What is wrong with me?

But I knew the answer.

I'd changed.

This world had changed me. And the woman I was becoming wanted things the old Nyomi would have run from.

This was the world I had stepped into. A world where betrayal wasn’t handled with stern conversations or courtroom battles.

A world where a man like Kenji protected what he loved with annihilation.

And I was what he loved.

Well. . .they were trying to kill me so. . .

Part of me wanted to go out there. To see. To understand what was happening in the shadows of this house.

That truth settled over my skin like molten wax.

God, I’m changing so much. . .how much more will I change?

Thankfully, the larger most logical part of me—the part that was still trembling from everything that had already happened tonight—needed to stay right in this bedroom.
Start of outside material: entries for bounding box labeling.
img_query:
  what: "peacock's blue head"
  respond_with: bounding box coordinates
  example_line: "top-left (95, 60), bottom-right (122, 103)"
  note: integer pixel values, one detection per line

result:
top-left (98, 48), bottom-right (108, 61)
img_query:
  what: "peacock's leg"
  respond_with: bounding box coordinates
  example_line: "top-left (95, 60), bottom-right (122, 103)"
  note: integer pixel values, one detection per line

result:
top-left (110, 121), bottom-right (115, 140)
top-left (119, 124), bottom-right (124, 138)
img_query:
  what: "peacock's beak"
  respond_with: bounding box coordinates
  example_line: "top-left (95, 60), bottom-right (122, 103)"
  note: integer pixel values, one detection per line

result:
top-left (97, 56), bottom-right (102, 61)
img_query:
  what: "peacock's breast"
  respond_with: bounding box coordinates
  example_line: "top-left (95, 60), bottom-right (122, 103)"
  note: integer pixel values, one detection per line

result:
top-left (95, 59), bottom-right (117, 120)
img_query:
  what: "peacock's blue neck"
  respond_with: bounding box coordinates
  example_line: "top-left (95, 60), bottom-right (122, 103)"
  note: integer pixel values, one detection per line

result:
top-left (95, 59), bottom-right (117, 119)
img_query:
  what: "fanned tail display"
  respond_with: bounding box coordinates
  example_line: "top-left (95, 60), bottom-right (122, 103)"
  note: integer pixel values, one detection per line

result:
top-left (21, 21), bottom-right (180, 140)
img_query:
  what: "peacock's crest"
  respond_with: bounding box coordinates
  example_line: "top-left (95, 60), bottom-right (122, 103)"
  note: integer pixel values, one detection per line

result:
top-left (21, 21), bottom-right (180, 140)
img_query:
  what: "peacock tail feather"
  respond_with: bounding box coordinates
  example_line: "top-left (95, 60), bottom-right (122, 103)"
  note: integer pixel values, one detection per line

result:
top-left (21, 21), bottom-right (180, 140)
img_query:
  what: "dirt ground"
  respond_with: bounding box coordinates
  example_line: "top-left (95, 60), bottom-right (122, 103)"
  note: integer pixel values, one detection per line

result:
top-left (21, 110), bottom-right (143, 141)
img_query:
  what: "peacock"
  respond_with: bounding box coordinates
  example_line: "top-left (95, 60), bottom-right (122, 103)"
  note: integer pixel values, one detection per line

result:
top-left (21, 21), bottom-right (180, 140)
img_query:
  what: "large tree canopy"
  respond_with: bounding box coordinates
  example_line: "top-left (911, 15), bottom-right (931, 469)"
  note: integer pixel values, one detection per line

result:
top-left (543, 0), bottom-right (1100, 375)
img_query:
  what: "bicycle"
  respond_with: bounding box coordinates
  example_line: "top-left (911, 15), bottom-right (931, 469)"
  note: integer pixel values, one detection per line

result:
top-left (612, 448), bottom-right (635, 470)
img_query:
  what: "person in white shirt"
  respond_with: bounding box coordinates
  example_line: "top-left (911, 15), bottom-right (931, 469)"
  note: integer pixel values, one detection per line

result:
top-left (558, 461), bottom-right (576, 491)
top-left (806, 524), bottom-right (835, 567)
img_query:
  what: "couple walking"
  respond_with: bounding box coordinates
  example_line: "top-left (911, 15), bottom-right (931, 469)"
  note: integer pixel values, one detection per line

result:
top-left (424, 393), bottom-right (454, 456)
I stood there for a long moment, staring at the empty space where the bag now sat deflated.

My hands were shaking.

I pressed them flat against my thighs. Counted to five. Let the breath out slowly.

My phone buzzed on the nightstand.

Who is that?

I crossed the room and picked it up, expecting Kenji. Maybe an update. Maybe him telling me he was on his way back.

But it wasn't Kenji.

It was Grandma.

Calm washed over me.

I swiped it open.

Grandma: Kyoya taught me how to do voice text. So, let’s see how this goes.

I widened my eyes.

Who the hell is Kyoya?

Grandma: Baby, look at my new friends! They painted up everything fast, so I had them come over for lunch, and I fed them REAL good.

Below the message was a photo.

I stared at it, and then I laughed out loud. The kind of laugh that burst from my chest without permission—bright, startled, and full of pure joy.